OPINION: Experimento Argentina: el neocomunismo al ataque de
la propiedad privada
por Renato Cristin
De los muchos e imperecederos valores de la Doctrina social
de la Iglesia, la intangibilidad de la propiedad privada, el incentivo a la
empresa privada, la subsidiariedad y la consiguiente crítica al centralismo
estatista, están entre los principales, los más radicados en el sentimiento
cristiano y los más coincidentes con los fundamentos del sistema
económico-social de Occidente. Por más que se quiera deformar dicha Doctrina
según intereses político-sociales, estos principios fundamentales (obviamene
junto con los pilares teológicos que los presiden) no pueden ser alterados.
Puede por lo tanto sorprender que la Pastoral social, que
promueve la Doctrina social de la Iglesia en Argentina, haya invitado como
orador de honor al actual presidente argentino, quien, más que ningún otro
antes que él, ha –en los relativamente pocos meses desde su investidura– hecho
de lo contrario de esos principios el fundamento de su acción de gobierno.

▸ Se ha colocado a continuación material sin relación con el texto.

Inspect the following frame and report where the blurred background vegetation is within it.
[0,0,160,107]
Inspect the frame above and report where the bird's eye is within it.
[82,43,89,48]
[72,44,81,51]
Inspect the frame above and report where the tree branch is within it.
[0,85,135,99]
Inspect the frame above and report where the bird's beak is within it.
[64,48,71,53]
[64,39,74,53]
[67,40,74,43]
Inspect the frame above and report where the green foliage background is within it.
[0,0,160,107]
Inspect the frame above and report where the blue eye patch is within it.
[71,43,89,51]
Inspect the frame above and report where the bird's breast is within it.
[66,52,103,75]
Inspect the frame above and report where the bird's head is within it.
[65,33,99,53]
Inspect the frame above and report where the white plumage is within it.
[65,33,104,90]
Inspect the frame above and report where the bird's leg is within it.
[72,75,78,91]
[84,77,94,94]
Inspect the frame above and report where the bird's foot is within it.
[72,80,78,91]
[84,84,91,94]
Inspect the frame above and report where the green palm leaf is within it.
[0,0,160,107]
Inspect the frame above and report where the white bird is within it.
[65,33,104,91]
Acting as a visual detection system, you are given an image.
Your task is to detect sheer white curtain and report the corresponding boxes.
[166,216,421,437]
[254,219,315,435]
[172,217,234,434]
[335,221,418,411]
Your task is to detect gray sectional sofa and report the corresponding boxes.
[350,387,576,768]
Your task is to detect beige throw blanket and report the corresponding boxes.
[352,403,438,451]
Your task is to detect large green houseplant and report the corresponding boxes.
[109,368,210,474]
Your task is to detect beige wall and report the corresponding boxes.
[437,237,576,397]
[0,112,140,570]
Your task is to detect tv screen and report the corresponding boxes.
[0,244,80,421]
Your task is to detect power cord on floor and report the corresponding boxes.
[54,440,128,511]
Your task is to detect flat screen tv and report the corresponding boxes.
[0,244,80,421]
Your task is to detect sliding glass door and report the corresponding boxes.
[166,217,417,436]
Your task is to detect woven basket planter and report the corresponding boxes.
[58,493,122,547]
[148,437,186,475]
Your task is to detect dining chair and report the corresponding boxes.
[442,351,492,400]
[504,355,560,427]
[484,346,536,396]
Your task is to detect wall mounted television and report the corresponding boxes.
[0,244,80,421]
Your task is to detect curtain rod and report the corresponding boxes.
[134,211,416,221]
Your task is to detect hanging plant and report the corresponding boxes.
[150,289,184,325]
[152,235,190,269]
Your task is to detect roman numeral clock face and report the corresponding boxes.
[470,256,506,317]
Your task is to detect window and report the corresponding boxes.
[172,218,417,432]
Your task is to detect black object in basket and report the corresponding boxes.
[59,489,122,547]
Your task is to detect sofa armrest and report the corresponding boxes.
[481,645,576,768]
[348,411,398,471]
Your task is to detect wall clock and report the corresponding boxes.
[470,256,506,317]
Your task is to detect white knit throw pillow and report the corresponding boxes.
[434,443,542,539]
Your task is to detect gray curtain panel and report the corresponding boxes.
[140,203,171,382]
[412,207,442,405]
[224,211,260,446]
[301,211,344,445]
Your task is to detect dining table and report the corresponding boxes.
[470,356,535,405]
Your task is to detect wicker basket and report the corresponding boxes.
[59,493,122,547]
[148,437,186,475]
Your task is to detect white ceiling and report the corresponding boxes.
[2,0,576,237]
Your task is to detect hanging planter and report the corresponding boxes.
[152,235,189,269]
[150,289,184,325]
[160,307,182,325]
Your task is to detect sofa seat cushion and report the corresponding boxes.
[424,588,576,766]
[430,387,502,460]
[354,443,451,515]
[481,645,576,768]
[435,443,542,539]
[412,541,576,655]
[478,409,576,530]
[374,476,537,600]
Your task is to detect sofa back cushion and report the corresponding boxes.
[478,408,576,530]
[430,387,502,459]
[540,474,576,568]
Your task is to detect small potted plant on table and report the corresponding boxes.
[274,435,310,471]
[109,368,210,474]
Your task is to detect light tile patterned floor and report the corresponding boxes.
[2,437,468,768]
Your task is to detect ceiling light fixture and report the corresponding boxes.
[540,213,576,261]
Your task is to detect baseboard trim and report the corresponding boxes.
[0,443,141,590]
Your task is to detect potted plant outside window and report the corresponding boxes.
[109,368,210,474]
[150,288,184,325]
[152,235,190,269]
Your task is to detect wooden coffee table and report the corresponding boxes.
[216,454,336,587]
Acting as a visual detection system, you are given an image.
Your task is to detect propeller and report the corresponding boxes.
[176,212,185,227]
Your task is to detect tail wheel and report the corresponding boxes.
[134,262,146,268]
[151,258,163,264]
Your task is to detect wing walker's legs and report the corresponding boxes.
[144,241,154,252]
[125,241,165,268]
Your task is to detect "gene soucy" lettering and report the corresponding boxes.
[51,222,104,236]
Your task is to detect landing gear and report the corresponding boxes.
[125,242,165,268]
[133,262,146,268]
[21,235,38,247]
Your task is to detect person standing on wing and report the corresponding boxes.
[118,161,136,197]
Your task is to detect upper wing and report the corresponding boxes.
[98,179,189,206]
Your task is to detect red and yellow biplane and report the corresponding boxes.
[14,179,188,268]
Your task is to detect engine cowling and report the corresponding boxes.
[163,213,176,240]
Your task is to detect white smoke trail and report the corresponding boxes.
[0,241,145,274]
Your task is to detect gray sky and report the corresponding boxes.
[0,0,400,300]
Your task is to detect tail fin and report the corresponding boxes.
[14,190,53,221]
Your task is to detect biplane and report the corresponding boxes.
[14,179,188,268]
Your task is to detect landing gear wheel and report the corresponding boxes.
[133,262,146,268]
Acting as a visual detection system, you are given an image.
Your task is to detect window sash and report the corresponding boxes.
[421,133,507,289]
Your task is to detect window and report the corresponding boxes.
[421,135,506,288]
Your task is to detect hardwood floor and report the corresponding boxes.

Es
decir, asombra que la Iglesia respalde una acción, que ya se ha vuelto
galopante, de destrucción, requisa y
denigración de la propiedad privada y bienes personales (y a veces incluso
públicos), de intimidación y extorsión contra los empresarios (ya sea pequeños
o grandes) y ciudadanos particulares, de centralización de la economía y de la
sociedad en todos sus aspectos, desde la educación hasta la información.
Pero el asombro se desvanece no bien pensemos en la relación
estrechísima, orgánica diría, entre la Conferencia episcopal –lo cual significa
entre la cúspide del Vaticano (hasta la más mínima acción de la Iglesia
argentina se da con el beneplácito del Papa Bergoglio)– y el movimiento
neocomunista que hoy gobierna dicha Nación. Por supuesto, la invitación al
presidente Alberto Fernández es institucionalmente legítima, pero su
significado político es: la Iglesia apoya, en sentido sustancial y concreto, el
accionar del gobierno peronista-kirchnerista y su receta económico social.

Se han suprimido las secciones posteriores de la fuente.